Today's market moving announcements by Apple should come as little surprise to Apple investors. Apple has been suffering for some time now with the fatal flaw of being a company with too high a price point in a mature market. It has ridden the liquidity lift of Quantitative Easing (QE) and now feels the restrictive 'pinch' of Quantitative Tightening (QT).  The only way out of such a situation for Apple is more breakthrough innovation that fosters a major high margin growth market which innovation leadership awards. Unfortunately, Apple is no longer the visionary leader it once was and is riding the "momentum flywheel" like previous giants such as IBM, likewise trying to monetize its base thought 'Services'.

SHORT & LONGER TERM SUPPORT

AAPL has likely peaked and will put in a 'domed top' likely consisting of an "M" top or Head & Shoulders formation, before heading towards its Longer Term Support level. Many larger investors already see this  such as the Swiss National Bank who have been unloading their massive Apple holdings.  If it wasn't for Apple being the clear global leader in Corporate Buybacks and as a result being among the top two holdings of four of the five largest ETFs and additionally held by 266 U.S. ETFs, representing total allocations of $46 billion, (more than 1% of all U.S. ETF assets) - it would hold nowhere near the market capitalization it presently has.

Apple has made strategic mistakes has Doug Kass so clearly points out:

Apple is in a pickle with 60% of the company experiencing shrinking revenue.  Apple has been losing market share globally for years and not innovating for years as well, besides price gouging innovation (as it pushed the envelope of demand elasticity by ever increasing its ASPs). Wall Street analysts and investors looked through this because sales were expanding. But now, with contraction comes pain and the reality that the company's business cycle has passed its best days.  Apple seems to have two choices - neither is good for the stock. Handsets are no longer cool. Apple is no longer a status symbol. The company can keep average selling prices where it is and keep losing market share and eventually become less relevant. Or, Apple can cut their selling prices in an attempt to get market share back.

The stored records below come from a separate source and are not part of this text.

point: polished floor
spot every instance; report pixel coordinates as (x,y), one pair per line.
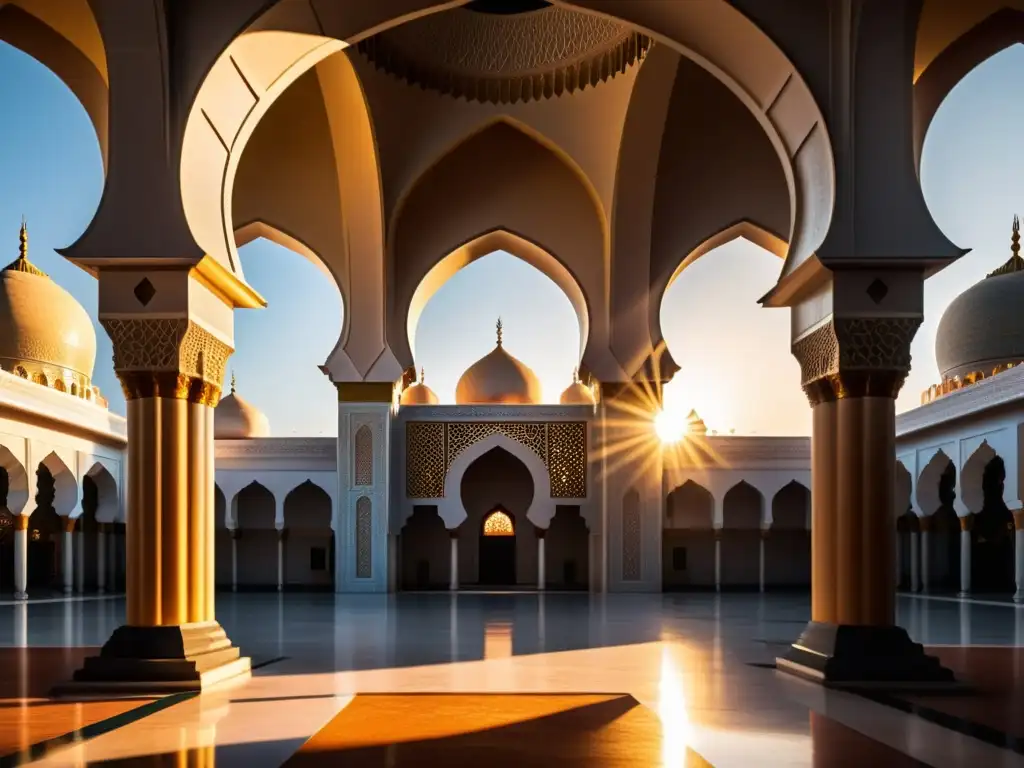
(525,680)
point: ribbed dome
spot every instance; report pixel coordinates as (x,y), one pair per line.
(577,393)
(418,394)
(45,334)
(983,328)
(236,419)
(498,377)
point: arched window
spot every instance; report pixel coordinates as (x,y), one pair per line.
(499,523)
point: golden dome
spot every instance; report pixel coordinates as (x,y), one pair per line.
(577,393)
(45,334)
(418,394)
(236,419)
(498,377)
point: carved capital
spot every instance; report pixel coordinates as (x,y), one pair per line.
(167,357)
(856,357)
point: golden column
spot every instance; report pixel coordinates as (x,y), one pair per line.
(171,370)
(852,370)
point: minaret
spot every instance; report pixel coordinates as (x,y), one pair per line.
(1016,263)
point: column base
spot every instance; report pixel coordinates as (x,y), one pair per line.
(854,656)
(159,659)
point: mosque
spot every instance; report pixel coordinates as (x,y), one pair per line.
(502,491)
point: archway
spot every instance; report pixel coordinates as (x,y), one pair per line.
(498,555)
(688,539)
(566,550)
(787,546)
(742,518)
(309,550)
(257,544)
(496,488)
(424,551)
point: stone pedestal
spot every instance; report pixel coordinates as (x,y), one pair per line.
(171,371)
(852,371)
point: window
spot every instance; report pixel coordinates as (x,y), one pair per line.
(679,558)
(317,558)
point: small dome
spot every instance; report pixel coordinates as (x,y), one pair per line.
(45,334)
(983,328)
(498,377)
(236,419)
(418,394)
(577,393)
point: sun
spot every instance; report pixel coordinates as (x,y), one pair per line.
(670,426)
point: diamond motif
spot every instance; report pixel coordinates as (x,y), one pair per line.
(144,292)
(878,291)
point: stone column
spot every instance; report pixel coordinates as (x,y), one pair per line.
(68,554)
(852,369)
(454,561)
(101,558)
(236,535)
(541,564)
(967,523)
(22,557)
(282,539)
(171,367)
(1019,554)
(79,538)
(914,559)
(925,545)
(761,561)
(718,559)
(364,480)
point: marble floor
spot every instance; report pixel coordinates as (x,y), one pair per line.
(514,679)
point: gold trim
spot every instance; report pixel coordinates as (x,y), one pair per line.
(365,391)
(226,286)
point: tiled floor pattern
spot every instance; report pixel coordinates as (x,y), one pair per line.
(414,680)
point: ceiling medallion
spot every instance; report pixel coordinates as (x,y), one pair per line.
(505,51)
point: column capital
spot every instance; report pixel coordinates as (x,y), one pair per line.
(172,357)
(855,356)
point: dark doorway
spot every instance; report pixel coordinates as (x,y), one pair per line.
(498,550)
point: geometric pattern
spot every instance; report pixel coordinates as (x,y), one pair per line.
(432,446)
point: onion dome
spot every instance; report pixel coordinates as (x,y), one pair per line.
(498,378)
(983,329)
(418,394)
(695,425)
(236,419)
(45,334)
(577,393)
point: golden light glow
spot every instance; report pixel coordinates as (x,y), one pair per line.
(498,523)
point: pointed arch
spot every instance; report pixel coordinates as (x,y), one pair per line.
(66,493)
(499,240)
(501,181)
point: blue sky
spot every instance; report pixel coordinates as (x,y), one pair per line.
(736,369)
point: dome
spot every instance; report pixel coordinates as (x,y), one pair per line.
(577,393)
(983,328)
(45,334)
(498,377)
(236,419)
(418,394)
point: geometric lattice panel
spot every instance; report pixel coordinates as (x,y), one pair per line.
(425,467)
(567,460)
(463,434)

Neither will help EPS over the next year or two. Apple has made a mistake. They should have focused more on share and not exclusively on ASPs. Share is what matters in an industry like this, especially when trying to grow a services annuity. You want an installed base to do that.  As things stand now, a shrinking share of a hardware company that hasn't innovated - trading at 10x EPS looks generous looking at history. But, because EPS will keep getting worse like it does for nearly every hardware and computer company that gets themselves on the wrong side of things (too high priced products) in a mature industry.

We have been skeptical of Apple market capitalization since it hit our short Trigger at $198.50. As each successive support level has been broken it has further confirmed our suspicions that once it weakens the flight to safety by 'Passive' investors via their ETF Index holdings, momentum will quickly become negative. Our proprietary MATA (Momentum Analytics & Technical Analysis) indicator below shows this.

MATASII STRATEGIC INVESTMENT INSIGHTS (SII) RESULTS FOR "FAANGS & NOSH" SINCE THE REVERSAL

Until the Fed signals a change in policy and a halt on Quntitative Tightening, Apple will continue to give back market capitalization accrued during the era of QE!